Instellingen voor doorsturen configureren voor inkomende faxberichten

U kunt instellen dat faxberichten worden doorgestuurd naar maximaal vijf bestemmingen, e-mailadressen, gedeelde mappen en/of een ander faxapparaat, ongeacht de afzender of het tijdstip. Als u instellingen maakt voor het doorsturen van ontvangen faxberichten, moet u de bestemmingen van doorsturen eerst toevoegen aan de contactpersonenlijst.

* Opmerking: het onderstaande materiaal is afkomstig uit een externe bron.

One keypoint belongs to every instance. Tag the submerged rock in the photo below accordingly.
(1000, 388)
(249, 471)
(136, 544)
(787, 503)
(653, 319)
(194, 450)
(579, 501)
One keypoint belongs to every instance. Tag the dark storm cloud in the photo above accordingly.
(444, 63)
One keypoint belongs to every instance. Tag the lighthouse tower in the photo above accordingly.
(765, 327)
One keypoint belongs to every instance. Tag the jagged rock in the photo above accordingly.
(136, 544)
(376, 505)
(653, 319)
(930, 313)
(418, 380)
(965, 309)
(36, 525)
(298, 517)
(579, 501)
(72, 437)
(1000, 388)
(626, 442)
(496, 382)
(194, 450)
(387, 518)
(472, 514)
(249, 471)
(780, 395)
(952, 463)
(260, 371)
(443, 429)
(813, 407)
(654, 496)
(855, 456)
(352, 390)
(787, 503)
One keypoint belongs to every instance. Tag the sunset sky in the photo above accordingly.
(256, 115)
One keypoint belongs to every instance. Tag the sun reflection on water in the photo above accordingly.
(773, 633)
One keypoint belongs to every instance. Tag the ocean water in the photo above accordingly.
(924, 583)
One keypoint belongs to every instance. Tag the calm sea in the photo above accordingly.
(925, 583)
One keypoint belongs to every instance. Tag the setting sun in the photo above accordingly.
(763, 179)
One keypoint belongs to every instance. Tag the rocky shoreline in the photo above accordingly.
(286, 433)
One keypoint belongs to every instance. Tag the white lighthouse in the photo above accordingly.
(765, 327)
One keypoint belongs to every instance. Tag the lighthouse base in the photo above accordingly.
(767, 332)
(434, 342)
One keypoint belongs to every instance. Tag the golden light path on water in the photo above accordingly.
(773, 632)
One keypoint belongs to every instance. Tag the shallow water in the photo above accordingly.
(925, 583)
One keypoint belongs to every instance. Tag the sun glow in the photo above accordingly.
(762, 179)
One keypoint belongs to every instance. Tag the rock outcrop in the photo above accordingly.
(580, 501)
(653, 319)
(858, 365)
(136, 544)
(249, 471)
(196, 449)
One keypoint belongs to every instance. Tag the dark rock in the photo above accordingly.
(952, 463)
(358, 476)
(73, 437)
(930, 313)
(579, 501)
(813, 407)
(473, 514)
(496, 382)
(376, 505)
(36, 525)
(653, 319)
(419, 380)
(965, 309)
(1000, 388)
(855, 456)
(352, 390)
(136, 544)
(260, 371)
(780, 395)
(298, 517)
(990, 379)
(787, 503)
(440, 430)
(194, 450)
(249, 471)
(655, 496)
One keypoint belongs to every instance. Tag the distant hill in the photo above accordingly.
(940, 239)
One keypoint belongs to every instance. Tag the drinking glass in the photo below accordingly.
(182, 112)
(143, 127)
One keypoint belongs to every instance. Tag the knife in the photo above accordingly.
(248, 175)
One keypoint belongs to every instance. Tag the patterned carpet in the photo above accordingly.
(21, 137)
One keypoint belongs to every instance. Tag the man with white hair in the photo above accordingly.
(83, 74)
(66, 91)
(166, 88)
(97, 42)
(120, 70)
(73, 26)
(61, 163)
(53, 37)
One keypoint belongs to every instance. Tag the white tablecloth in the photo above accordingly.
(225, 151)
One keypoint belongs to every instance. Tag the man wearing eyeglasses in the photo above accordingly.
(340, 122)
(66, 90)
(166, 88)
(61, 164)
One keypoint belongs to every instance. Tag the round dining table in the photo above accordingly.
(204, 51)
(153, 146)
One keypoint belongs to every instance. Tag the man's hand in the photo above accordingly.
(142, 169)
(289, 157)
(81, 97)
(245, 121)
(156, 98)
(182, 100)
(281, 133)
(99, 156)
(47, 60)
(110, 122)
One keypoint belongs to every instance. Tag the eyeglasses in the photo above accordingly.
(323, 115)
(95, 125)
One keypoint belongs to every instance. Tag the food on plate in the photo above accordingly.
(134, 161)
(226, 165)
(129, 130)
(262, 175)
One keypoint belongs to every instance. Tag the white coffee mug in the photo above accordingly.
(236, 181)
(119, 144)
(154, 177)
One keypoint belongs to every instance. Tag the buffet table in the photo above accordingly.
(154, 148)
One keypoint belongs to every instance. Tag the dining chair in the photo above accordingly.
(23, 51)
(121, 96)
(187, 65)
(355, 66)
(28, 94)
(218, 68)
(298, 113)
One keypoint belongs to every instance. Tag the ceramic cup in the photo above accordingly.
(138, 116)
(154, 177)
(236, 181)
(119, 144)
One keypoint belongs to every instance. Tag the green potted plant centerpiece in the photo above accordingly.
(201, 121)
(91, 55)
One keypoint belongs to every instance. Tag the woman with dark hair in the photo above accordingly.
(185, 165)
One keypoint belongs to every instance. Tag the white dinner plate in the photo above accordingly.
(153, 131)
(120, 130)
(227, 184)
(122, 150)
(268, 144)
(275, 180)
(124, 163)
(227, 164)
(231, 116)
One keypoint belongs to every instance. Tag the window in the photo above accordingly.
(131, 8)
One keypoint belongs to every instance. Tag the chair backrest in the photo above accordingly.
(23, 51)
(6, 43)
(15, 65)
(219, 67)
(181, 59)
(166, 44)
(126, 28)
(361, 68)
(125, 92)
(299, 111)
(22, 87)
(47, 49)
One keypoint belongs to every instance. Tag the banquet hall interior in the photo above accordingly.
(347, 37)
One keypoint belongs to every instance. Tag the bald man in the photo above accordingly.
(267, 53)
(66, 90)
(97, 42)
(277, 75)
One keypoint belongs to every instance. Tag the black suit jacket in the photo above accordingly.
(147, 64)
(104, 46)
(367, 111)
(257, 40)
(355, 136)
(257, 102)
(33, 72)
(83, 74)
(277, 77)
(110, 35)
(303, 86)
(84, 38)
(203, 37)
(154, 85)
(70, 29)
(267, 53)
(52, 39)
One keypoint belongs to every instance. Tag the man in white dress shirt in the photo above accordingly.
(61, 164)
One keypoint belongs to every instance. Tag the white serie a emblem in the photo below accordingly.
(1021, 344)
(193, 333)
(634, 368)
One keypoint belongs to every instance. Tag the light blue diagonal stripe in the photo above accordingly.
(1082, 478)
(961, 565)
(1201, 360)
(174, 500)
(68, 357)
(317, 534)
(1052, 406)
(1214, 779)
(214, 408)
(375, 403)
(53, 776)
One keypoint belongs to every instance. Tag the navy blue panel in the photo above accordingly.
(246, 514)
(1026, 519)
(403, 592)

Om een e-mailadres door te sturen, moet u ook de instellingen van de e-mailserver van tevoren configureren.

Een e-mailserver configureren

Een gedeelde netwerkmap instellen

Contactpersonen beschikbaar maken

Gekleurde documenten kunnen niet worden doorgestuurd naar een ander faxapparaat. Ze worden verwerkt als documenten die niet kunnen worden doorgestuurd.

Opmerking:
  • Behalve het bedieningspaneel van de printer kunt u ook Web Config gebruiken om het doorsturen van ontvangen faxberichten in te stellen. Selecteer het tabblad Fax > Instellingen opsl./doorsturen > Onvoorwaardelijk opslaan/doorsturen en configureer vervolgens de instellingen voor doorsturen in Faxuitvoer.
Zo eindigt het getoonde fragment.